Investors are suing CrowdStrike after a software update caused nationwide outages two weeks ago.

The lawsuit accuses CrowdStrike of lying to investors by claiming its technology had been “proven, tested, and certified.”

CrowdStrike’s stock price was predictably down after the July 19 outage disrupted a range of services across the country, from flights to court hearings to hospital visits.

The company ultimately blamed the outage on a bug in its latest update, which it rolled out to millions of customers. Some 8.5 million computers crashed because of bad CrowdStrike data.

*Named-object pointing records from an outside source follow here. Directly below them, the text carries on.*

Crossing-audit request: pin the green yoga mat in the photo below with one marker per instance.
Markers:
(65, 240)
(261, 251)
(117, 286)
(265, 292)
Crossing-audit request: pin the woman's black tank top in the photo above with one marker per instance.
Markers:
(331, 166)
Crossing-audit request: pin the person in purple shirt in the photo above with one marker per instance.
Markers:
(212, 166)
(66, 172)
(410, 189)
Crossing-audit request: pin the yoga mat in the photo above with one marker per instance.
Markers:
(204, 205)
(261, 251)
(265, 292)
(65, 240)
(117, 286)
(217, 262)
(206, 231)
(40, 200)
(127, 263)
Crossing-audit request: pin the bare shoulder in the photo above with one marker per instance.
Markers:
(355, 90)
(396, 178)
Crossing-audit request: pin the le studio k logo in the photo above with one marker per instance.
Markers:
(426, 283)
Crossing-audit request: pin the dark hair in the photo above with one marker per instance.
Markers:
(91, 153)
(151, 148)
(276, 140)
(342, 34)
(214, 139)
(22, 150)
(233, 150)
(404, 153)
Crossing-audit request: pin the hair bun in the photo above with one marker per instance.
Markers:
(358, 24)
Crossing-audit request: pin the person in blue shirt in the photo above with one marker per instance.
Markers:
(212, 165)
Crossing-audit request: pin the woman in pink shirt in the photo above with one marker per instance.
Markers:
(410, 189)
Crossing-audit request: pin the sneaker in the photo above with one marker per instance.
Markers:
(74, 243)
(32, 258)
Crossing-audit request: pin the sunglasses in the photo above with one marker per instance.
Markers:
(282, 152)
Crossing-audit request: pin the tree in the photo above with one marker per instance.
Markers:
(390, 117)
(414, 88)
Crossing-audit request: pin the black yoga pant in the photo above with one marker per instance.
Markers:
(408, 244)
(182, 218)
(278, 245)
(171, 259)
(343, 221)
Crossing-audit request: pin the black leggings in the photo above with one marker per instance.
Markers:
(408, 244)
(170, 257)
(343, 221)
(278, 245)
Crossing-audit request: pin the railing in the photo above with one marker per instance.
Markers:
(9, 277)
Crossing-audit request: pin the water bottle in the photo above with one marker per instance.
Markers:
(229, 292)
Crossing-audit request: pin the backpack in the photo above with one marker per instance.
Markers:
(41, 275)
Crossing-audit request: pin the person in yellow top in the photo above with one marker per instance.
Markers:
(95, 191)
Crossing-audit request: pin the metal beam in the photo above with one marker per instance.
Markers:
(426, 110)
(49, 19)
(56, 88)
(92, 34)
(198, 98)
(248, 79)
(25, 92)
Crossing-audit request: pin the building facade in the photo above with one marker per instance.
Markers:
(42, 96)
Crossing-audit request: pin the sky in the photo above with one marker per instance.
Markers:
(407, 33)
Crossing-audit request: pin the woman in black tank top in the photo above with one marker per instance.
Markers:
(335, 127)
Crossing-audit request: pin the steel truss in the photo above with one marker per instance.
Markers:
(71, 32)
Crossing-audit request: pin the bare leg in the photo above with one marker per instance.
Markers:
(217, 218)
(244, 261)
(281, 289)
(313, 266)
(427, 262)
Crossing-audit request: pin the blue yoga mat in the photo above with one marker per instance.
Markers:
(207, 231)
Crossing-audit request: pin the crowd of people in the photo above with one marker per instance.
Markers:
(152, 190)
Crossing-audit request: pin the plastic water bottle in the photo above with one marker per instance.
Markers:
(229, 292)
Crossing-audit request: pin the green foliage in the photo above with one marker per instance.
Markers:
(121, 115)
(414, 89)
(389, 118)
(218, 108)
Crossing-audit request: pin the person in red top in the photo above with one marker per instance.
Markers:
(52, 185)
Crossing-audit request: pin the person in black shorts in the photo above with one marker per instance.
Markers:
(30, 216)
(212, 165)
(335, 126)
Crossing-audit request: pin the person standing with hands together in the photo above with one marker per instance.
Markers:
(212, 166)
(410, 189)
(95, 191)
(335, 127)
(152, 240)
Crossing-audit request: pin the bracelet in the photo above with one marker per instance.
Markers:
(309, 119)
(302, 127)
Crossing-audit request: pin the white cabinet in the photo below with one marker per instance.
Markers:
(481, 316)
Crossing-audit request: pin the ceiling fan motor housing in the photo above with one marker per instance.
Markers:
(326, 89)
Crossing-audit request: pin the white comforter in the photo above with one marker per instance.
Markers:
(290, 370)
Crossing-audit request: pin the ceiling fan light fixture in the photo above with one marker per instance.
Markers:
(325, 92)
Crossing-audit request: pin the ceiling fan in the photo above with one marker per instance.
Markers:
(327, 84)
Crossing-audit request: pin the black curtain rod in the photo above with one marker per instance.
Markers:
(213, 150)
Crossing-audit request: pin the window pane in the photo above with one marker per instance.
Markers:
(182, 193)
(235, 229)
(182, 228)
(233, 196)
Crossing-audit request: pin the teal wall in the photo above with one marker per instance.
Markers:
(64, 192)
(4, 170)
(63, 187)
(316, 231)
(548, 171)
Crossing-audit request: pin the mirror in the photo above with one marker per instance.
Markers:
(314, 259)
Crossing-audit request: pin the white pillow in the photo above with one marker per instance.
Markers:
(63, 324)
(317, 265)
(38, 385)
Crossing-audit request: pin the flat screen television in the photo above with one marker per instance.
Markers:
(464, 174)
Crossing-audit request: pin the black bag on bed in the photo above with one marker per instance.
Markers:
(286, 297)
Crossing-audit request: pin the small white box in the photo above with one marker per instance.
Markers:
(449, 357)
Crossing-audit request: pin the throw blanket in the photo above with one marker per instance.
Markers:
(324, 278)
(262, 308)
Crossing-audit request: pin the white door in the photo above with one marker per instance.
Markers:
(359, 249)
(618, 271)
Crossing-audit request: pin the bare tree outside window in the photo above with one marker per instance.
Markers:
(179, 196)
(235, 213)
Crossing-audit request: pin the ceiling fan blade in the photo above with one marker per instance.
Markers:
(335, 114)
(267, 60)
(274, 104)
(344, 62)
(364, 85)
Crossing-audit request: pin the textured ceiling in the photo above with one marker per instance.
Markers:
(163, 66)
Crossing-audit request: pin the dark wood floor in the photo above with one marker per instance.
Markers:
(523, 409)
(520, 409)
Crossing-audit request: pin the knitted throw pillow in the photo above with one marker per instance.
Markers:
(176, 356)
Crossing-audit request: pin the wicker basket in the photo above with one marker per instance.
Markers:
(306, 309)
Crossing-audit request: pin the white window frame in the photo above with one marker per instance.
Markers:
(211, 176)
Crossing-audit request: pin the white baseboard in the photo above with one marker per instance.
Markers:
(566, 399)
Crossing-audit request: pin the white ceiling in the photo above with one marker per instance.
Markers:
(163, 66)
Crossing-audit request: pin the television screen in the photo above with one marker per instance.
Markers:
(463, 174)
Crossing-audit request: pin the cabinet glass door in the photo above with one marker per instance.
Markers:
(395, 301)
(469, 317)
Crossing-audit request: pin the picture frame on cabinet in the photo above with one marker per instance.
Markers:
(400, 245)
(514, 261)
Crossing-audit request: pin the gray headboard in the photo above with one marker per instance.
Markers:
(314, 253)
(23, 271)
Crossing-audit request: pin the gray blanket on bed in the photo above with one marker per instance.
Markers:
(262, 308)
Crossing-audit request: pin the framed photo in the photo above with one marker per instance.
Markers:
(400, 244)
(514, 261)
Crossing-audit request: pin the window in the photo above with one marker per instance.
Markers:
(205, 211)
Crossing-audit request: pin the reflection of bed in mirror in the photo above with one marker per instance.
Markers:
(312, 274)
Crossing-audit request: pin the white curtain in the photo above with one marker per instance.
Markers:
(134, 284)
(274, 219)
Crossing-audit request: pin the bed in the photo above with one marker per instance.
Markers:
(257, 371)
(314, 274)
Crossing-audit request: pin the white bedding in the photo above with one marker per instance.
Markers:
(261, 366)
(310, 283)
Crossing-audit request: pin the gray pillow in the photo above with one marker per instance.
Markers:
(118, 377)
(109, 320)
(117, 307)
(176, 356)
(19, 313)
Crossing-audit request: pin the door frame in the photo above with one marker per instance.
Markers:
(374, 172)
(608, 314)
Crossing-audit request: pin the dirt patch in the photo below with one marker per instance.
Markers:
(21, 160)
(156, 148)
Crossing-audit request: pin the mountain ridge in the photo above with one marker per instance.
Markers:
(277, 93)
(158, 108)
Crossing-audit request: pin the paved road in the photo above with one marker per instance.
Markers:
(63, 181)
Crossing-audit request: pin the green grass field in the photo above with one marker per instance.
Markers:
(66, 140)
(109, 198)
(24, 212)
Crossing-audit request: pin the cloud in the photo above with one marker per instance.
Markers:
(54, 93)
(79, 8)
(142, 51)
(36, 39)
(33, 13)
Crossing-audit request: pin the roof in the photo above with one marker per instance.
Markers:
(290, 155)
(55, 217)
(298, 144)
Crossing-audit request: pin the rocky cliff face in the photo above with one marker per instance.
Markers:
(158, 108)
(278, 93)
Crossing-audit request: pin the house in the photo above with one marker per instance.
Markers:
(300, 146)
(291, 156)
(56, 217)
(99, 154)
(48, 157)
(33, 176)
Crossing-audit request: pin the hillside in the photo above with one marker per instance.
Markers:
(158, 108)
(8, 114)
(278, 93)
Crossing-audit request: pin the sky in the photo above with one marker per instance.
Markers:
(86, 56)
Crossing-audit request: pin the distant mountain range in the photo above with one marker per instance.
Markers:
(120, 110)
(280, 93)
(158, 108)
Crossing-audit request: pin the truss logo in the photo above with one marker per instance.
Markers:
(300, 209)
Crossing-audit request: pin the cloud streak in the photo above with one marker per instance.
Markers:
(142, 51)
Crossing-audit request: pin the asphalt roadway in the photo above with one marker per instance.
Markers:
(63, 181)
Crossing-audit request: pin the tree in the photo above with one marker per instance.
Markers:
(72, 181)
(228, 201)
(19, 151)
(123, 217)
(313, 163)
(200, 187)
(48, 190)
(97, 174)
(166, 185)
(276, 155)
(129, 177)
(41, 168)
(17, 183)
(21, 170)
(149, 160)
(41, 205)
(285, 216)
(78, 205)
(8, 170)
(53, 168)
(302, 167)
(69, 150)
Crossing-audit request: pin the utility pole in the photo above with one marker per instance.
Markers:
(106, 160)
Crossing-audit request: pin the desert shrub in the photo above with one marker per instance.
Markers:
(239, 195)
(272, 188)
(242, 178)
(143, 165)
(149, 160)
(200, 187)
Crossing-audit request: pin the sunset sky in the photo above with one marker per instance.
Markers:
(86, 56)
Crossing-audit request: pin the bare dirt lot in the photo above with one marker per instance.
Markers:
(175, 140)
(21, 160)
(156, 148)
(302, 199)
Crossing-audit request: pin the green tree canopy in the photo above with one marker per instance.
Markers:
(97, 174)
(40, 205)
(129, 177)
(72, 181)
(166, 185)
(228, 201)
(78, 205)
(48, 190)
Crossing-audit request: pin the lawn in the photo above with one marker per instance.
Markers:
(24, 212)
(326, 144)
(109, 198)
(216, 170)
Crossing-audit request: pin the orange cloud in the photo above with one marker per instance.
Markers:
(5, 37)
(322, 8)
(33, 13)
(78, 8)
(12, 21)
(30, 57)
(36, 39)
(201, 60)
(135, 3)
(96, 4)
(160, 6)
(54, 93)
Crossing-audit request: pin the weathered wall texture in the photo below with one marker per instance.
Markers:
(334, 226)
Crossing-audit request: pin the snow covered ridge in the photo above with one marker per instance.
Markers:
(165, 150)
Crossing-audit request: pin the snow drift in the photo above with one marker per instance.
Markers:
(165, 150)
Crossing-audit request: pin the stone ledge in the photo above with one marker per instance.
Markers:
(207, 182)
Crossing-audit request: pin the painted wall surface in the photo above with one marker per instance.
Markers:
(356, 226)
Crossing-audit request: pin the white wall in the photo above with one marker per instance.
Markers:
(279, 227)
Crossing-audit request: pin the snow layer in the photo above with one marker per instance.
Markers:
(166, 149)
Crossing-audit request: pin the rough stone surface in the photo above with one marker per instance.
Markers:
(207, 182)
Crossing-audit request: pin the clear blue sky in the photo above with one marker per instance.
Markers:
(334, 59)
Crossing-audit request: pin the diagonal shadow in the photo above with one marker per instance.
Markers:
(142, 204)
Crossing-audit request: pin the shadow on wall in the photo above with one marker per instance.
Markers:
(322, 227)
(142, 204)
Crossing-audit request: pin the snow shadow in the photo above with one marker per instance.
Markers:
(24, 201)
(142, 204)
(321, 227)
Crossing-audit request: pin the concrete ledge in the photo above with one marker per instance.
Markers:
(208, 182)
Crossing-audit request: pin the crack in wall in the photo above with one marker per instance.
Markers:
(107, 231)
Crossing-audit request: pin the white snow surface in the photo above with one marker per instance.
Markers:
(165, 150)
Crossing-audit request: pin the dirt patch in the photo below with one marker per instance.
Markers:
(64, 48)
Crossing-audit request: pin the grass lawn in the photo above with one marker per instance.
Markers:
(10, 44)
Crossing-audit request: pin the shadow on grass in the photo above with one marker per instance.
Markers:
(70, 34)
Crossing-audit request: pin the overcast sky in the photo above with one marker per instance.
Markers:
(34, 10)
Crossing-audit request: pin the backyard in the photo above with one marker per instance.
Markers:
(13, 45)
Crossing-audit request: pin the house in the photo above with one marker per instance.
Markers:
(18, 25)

In March, CrowdStrike CEO and founder George Kurtz assured investors on a conference call that the company’s software had been rigorously tested, according to the lawsuit. The plaintiffs accuse CrowdStrike and Kurtz of lying to mislead investors and inflate the stock price.

The lawsuit alleges that CrowdStrike’s stock price was artificially inflated based on this information as of November 2023. The lawsuit was formally filed by the Plymouth County Retirement Association of Plymouth, Massachusetts, and seeks class action status for all individuals who owned CrowdStrike stock.

“We believe this case is without merit and we will vigorously defend the company,” a CrowdStrike spokesman told the BBC.

CrowdStrike was almost immediately threatened with lawsuits after the crash that ruined travel plans for millions of Americans. Delta CEO Ed Bastian said Wednesday that the crash likely cost the airline $500 million and that it would likely seek compensation.

“You can’t come into a mission-critical 24/7 and tell us we have a bug,” he said in an interview. “We have to protect our customers, our employees from damage, not just cost damage, but brand damage, reputation damage.”